Well i do new construction primarily and what i do is spray them all in a not so large room when i have to. Of course i am tall enough to hold the top of the door, and walk the door to the center of the room spray all four sides while holding it up, i then walk the door back and place the door with the hinge side out, so that i can put them back on later.
I must add that i pull all my hinges and put them in the fireplace. A friend of mine pulls the hinges and swaps them out with other hinges. He then does all his spraying, and then replaces the hinges again. For me that is to time consuming i take all the hinges off once and put them all back on when i al ready to hang my doors back up. 
They do have plastic covers that snap on over the hinge. 
Well after reading my rambling i do not know if it helps ya. LOL


----------



## Workaholic (Feb 3, 2007)

Traditions said:


> door deckers. although my builder has been complaining that he thinks they are warping the doors when left on more than 24hours


Why is that? because the doors are not closing right?


----------



## Joewho (Sep 20, 2006)

Jerdog44 said:


> What methods do you guys recommend for spraying interior doors in a house without an area large enough to set them up in. Let's say they're solid paneled doors. I've tried replacing the hinges with "dummy hinges" so they can be sprayed where they hang. Masking the hinges is out of the question, never works. Just looking for some tips to tweak my system.
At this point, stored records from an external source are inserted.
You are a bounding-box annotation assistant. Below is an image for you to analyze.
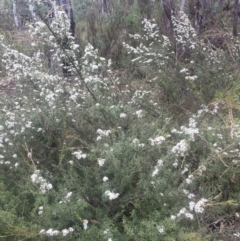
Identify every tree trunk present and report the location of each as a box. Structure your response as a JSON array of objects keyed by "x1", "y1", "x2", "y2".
[
  {"x1": 162, "y1": 0, "x2": 175, "y2": 21},
  {"x1": 13, "y1": 0, "x2": 22, "y2": 29},
  {"x1": 233, "y1": 0, "x2": 240, "y2": 36},
  {"x1": 180, "y1": 0, "x2": 188, "y2": 12}
]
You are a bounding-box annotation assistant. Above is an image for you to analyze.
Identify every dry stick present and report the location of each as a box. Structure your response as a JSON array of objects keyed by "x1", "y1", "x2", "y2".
[{"x1": 23, "y1": 142, "x2": 36, "y2": 169}]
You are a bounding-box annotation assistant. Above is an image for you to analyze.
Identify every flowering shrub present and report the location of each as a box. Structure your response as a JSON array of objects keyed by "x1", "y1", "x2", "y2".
[{"x1": 0, "y1": 6, "x2": 240, "y2": 241}]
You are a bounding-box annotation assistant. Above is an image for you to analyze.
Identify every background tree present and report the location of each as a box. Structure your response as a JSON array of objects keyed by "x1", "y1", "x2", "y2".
[{"x1": 233, "y1": 0, "x2": 240, "y2": 36}]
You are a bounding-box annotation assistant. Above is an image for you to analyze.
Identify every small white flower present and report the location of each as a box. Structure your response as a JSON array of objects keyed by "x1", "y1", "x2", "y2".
[
  {"x1": 46, "y1": 183, "x2": 53, "y2": 190},
  {"x1": 12, "y1": 154, "x2": 17, "y2": 158},
  {"x1": 188, "y1": 193, "x2": 195, "y2": 199},
  {"x1": 62, "y1": 229, "x2": 69, "y2": 236},
  {"x1": 152, "y1": 168, "x2": 159, "y2": 177},
  {"x1": 120, "y1": 113, "x2": 127, "y2": 118},
  {"x1": 135, "y1": 110, "x2": 143, "y2": 118},
  {"x1": 98, "y1": 159, "x2": 105, "y2": 167},
  {"x1": 68, "y1": 227, "x2": 74, "y2": 232},
  {"x1": 46, "y1": 228, "x2": 59, "y2": 236},
  {"x1": 185, "y1": 212, "x2": 194, "y2": 220},
  {"x1": 25, "y1": 121, "x2": 32, "y2": 128},
  {"x1": 173, "y1": 161, "x2": 178, "y2": 167},
  {"x1": 132, "y1": 138, "x2": 139, "y2": 144},
  {"x1": 149, "y1": 136, "x2": 165, "y2": 146},
  {"x1": 83, "y1": 219, "x2": 88, "y2": 230},
  {"x1": 103, "y1": 176, "x2": 109, "y2": 182},
  {"x1": 105, "y1": 190, "x2": 120, "y2": 200},
  {"x1": 189, "y1": 201, "x2": 195, "y2": 211},
  {"x1": 157, "y1": 225, "x2": 164, "y2": 233},
  {"x1": 185, "y1": 178, "x2": 192, "y2": 184},
  {"x1": 194, "y1": 198, "x2": 207, "y2": 213},
  {"x1": 72, "y1": 150, "x2": 86, "y2": 160},
  {"x1": 66, "y1": 192, "x2": 72, "y2": 199},
  {"x1": 39, "y1": 229, "x2": 45, "y2": 234},
  {"x1": 180, "y1": 68, "x2": 188, "y2": 73}
]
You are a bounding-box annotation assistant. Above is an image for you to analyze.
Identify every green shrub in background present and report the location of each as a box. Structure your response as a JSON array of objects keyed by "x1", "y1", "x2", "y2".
[{"x1": 1, "y1": 8, "x2": 240, "y2": 241}]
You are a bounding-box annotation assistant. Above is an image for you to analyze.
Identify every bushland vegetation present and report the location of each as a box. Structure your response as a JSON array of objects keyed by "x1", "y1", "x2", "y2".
[{"x1": 1, "y1": 0, "x2": 240, "y2": 240}]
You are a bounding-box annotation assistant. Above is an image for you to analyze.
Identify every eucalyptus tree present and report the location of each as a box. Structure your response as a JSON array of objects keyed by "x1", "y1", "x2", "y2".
[{"x1": 12, "y1": 0, "x2": 75, "y2": 35}]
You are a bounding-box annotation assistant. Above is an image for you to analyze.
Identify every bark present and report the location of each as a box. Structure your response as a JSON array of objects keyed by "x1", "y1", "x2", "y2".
[
  {"x1": 180, "y1": 0, "x2": 188, "y2": 12},
  {"x1": 233, "y1": 0, "x2": 240, "y2": 36},
  {"x1": 98, "y1": 0, "x2": 111, "y2": 15},
  {"x1": 98, "y1": 0, "x2": 104, "y2": 15},
  {"x1": 162, "y1": 0, "x2": 175, "y2": 21},
  {"x1": 29, "y1": 2, "x2": 37, "y2": 20},
  {"x1": 13, "y1": 0, "x2": 22, "y2": 29}
]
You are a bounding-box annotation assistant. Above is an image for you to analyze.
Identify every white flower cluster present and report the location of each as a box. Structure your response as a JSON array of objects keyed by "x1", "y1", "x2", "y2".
[
  {"x1": 185, "y1": 174, "x2": 194, "y2": 184},
  {"x1": 103, "y1": 176, "x2": 109, "y2": 182},
  {"x1": 171, "y1": 139, "x2": 188, "y2": 156},
  {"x1": 152, "y1": 159, "x2": 163, "y2": 177},
  {"x1": 172, "y1": 11, "x2": 197, "y2": 49},
  {"x1": 173, "y1": 197, "x2": 207, "y2": 221},
  {"x1": 180, "y1": 67, "x2": 197, "y2": 81},
  {"x1": 182, "y1": 189, "x2": 195, "y2": 200},
  {"x1": 157, "y1": 225, "x2": 164, "y2": 233},
  {"x1": 120, "y1": 113, "x2": 127, "y2": 118},
  {"x1": 149, "y1": 135, "x2": 165, "y2": 146},
  {"x1": 59, "y1": 191, "x2": 73, "y2": 204},
  {"x1": 39, "y1": 227, "x2": 74, "y2": 237},
  {"x1": 38, "y1": 206, "x2": 43, "y2": 215},
  {"x1": 31, "y1": 170, "x2": 52, "y2": 193},
  {"x1": 31, "y1": 8, "x2": 80, "y2": 71},
  {"x1": 234, "y1": 232, "x2": 240, "y2": 238},
  {"x1": 172, "y1": 117, "x2": 199, "y2": 141},
  {"x1": 189, "y1": 198, "x2": 207, "y2": 213},
  {"x1": 135, "y1": 110, "x2": 143, "y2": 118},
  {"x1": 72, "y1": 150, "x2": 87, "y2": 160},
  {"x1": 98, "y1": 158, "x2": 106, "y2": 167},
  {"x1": 96, "y1": 129, "x2": 111, "y2": 141},
  {"x1": 81, "y1": 44, "x2": 109, "y2": 85},
  {"x1": 132, "y1": 138, "x2": 145, "y2": 148},
  {"x1": 103, "y1": 229, "x2": 114, "y2": 241},
  {"x1": 177, "y1": 208, "x2": 194, "y2": 220},
  {"x1": 105, "y1": 190, "x2": 119, "y2": 200},
  {"x1": 83, "y1": 219, "x2": 88, "y2": 230},
  {"x1": 66, "y1": 191, "x2": 72, "y2": 199},
  {"x1": 142, "y1": 18, "x2": 159, "y2": 39},
  {"x1": 123, "y1": 19, "x2": 171, "y2": 75}
]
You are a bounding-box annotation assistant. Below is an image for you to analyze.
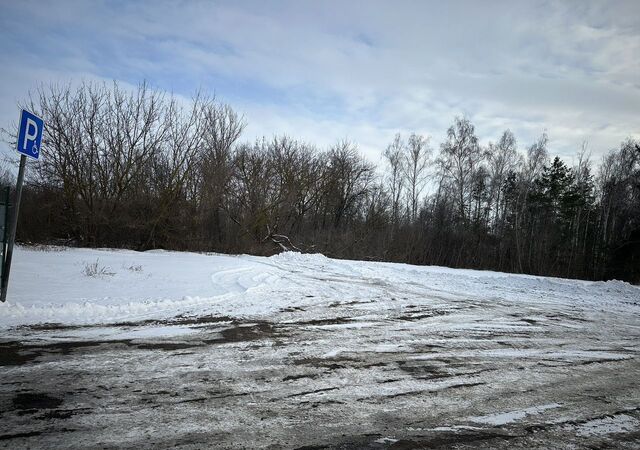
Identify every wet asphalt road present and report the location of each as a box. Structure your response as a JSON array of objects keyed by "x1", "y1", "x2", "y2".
[{"x1": 2, "y1": 288, "x2": 640, "y2": 449}]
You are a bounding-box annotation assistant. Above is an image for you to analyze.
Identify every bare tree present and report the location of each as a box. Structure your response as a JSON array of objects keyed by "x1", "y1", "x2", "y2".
[
  {"x1": 31, "y1": 81, "x2": 169, "y2": 244},
  {"x1": 197, "y1": 102, "x2": 245, "y2": 247},
  {"x1": 403, "y1": 133, "x2": 431, "y2": 221},
  {"x1": 438, "y1": 117, "x2": 482, "y2": 223},
  {"x1": 383, "y1": 133, "x2": 406, "y2": 226},
  {"x1": 485, "y1": 130, "x2": 521, "y2": 231},
  {"x1": 323, "y1": 141, "x2": 375, "y2": 229}
]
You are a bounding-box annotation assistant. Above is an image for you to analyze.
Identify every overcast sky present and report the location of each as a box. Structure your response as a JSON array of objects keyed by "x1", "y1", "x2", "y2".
[{"x1": 1, "y1": 0, "x2": 638, "y2": 166}]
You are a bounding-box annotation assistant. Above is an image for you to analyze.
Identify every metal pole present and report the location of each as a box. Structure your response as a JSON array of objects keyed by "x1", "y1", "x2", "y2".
[{"x1": 0, "y1": 155, "x2": 27, "y2": 302}]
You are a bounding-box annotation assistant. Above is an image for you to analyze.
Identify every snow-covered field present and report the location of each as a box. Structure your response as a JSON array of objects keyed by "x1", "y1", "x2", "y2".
[{"x1": 1, "y1": 246, "x2": 639, "y2": 448}]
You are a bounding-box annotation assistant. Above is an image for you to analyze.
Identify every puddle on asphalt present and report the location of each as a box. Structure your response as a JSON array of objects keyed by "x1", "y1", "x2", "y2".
[
  {"x1": 12, "y1": 393, "x2": 63, "y2": 411},
  {"x1": 1, "y1": 319, "x2": 283, "y2": 367}
]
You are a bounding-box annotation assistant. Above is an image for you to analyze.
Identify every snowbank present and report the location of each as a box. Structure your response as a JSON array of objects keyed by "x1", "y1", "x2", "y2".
[{"x1": 0, "y1": 246, "x2": 638, "y2": 330}]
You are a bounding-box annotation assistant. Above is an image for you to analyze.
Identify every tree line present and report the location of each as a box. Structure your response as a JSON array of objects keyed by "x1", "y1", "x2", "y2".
[{"x1": 4, "y1": 82, "x2": 639, "y2": 282}]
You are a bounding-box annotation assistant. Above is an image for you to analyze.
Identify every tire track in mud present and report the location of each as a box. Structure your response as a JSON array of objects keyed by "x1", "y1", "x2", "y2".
[{"x1": 2, "y1": 259, "x2": 640, "y2": 449}]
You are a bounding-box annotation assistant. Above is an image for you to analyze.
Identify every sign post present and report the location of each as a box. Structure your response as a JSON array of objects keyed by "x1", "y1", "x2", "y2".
[{"x1": 0, "y1": 109, "x2": 44, "y2": 302}]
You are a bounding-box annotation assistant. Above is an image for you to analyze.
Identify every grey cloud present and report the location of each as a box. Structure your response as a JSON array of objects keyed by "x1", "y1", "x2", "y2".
[{"x1": 0, "y1": 0, "x2": 638, "y2": 163}]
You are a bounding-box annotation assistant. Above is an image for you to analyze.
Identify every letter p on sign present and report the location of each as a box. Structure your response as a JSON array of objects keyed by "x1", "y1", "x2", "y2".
[{"x1": 17, "y1": 109, "x2": 44, "y2": 160}]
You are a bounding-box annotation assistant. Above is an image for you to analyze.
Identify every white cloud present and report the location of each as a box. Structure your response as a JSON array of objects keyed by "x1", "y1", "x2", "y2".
[{"x1": 0, "y1": 0, "x2": 638, "y2": 168}]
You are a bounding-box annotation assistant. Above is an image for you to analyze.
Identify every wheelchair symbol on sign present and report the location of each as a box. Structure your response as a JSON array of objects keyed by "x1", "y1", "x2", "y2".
[{"x1": 17, "y1": 110, "x2": 44, "y2": 160}]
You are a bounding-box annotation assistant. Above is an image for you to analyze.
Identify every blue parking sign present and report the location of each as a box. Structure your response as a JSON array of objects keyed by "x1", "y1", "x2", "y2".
[{"x1": 17, "y1": 109, "x2": 44, "y2": 160}]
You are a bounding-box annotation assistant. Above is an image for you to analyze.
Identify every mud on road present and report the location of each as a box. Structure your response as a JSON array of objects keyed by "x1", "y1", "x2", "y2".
[{"x1": 2, "y1": 286, "x2": 640, "y2": 450}]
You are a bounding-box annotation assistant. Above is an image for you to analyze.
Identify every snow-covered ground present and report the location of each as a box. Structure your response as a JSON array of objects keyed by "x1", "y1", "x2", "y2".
[{"x1": 1, "y1": 246, "x2": 639, "y2": 448}]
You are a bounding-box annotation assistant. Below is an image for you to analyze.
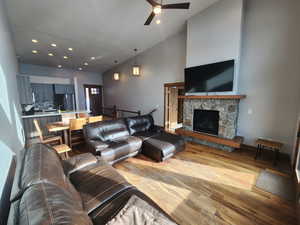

That's the age old question. You want to spray them in place but hinges are always a time eater.

I was daydreaming about using a liquid mask product. I've never used it for anything, but if it works on windows, why not hinges? Just a thought.


----------



## welovepainting (May 24, 2007)

thats not a bad idea using liquid mask... I'll have to look into that, im sure it would take less time to brush and peel the liquid mask on than to deal with all the doors and hinges. If I remeber I will give it a try on Monday as we are starting all the trim in a 4,000 sf new construction house.


Just thinking about it though after opening and closing the door the seal of the liquid mask would break therefor not protecting the hinge. 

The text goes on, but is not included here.